Cuba reste "le seul" pays d'Amérique latine à réprimer "quasiment toute forme de dissidence politique", accuse Human Watch dans son rapport annuel 2008, et "aucun changement significatif" n'est intervenu depuis que Fidel Castro a laissé les rênes du pouvoir à son frère Raul il y a 18 mois.

Le gouvernement cubain continue d'avoir recours "aux poursuites criminelles, aux détentions de longue ou de courte durée, aux harcèlements par des foules, aux avertissements par la police, aux assignations à résidence, aux restrictions de déplacement et aux licenciements pour raisons politiques", écrit l'organisation de défense des droits de l'homme basée à New York.

   

Les Cubains sont en conséquence "systématiquement privés des droits élementaires de libre expression, d'association, de rassemblement, de vie privée, de mouvement et de procédure légale".
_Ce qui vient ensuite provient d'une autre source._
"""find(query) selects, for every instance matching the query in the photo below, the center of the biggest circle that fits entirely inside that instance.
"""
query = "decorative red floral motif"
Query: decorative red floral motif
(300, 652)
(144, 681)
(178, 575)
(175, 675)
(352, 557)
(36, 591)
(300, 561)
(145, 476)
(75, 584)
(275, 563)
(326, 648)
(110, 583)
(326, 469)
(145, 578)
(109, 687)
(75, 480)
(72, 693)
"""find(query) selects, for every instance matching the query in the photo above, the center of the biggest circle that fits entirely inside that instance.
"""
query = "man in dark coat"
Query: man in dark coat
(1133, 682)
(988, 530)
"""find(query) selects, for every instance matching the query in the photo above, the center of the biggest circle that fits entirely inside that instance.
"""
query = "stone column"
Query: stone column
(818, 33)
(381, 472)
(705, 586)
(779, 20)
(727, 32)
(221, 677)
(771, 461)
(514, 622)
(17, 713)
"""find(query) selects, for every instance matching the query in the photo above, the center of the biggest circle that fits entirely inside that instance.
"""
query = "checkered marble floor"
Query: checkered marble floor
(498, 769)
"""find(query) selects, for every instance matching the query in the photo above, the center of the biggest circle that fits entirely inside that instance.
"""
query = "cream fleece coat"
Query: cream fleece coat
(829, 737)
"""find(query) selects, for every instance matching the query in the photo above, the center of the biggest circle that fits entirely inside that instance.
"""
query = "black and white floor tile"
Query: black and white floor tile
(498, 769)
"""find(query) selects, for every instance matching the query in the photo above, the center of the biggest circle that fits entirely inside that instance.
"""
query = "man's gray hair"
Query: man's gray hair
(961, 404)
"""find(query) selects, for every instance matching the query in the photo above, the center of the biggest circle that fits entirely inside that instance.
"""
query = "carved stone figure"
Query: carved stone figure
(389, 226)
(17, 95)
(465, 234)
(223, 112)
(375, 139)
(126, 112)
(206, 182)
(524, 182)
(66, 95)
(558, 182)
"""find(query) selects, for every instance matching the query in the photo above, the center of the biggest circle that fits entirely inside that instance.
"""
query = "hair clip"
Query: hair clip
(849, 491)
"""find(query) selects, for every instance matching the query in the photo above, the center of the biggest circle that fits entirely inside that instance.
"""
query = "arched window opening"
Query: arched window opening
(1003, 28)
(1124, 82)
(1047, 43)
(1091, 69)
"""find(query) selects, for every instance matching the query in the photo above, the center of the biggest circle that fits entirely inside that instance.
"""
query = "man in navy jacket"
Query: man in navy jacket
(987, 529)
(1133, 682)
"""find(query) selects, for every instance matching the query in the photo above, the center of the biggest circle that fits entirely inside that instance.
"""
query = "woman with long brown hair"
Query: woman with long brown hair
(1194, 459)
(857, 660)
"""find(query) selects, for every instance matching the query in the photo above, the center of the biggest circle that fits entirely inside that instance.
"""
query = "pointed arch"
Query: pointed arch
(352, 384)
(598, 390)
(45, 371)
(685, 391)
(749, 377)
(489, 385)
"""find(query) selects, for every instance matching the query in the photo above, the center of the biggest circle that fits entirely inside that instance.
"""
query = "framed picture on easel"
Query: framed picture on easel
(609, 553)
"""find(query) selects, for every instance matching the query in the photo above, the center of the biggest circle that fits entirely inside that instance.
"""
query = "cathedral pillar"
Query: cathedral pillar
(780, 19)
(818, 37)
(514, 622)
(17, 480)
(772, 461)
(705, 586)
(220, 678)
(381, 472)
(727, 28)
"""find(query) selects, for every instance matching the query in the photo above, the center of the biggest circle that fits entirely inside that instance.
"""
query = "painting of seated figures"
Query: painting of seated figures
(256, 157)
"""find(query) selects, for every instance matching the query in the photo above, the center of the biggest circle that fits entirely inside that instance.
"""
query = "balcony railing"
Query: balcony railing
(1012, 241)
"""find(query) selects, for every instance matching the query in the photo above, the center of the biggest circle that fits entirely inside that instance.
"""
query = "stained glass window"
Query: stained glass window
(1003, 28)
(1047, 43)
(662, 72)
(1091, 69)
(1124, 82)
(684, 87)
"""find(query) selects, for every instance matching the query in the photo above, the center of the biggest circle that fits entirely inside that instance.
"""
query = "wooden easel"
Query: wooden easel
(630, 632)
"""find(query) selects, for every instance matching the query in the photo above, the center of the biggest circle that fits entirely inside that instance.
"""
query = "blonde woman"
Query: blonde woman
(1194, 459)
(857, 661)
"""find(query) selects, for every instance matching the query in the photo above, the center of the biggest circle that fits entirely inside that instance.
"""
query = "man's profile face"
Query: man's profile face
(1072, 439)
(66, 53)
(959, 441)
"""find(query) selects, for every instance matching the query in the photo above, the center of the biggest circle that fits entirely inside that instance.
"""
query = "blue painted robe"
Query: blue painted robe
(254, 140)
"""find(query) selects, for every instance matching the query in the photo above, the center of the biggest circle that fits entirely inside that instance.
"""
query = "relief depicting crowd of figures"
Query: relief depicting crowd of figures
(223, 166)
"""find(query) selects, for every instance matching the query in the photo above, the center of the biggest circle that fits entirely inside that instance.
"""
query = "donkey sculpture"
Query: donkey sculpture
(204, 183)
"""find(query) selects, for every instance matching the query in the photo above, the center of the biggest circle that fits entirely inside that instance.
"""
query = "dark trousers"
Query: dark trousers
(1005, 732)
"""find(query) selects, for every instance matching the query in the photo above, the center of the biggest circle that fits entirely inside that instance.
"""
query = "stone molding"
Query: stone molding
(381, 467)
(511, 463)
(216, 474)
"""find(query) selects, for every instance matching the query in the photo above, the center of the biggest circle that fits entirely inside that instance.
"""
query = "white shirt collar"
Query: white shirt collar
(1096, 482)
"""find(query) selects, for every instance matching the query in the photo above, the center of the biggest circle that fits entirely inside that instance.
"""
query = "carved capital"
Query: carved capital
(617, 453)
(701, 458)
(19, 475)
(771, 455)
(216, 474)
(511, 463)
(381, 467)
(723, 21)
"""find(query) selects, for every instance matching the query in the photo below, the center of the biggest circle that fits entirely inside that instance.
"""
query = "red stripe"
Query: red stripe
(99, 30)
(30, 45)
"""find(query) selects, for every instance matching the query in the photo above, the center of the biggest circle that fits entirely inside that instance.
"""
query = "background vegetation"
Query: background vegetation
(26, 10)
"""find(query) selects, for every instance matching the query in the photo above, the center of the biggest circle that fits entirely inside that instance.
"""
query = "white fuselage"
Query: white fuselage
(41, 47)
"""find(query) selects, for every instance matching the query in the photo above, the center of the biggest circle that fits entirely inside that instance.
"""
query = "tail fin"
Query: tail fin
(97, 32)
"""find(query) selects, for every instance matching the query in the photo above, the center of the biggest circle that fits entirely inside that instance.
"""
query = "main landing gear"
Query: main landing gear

Au plan judiciaire, l'organisation déplore "les sévères restrictions aux droits de la défense". Dans les prisons sévisent "tabassages, fouilles au corps et menaces de nouvelles arrestations", tandis que les détenus politiques sont maltraités.

Avec 25 journalistes emprisonnés, Cuba se situe au deuxième rang dans le monde après la Chine pour les atteintes à la liberté d'expression, accuse Human Watch.
L'accès aux informations sur internet y est "sévèrement restreint".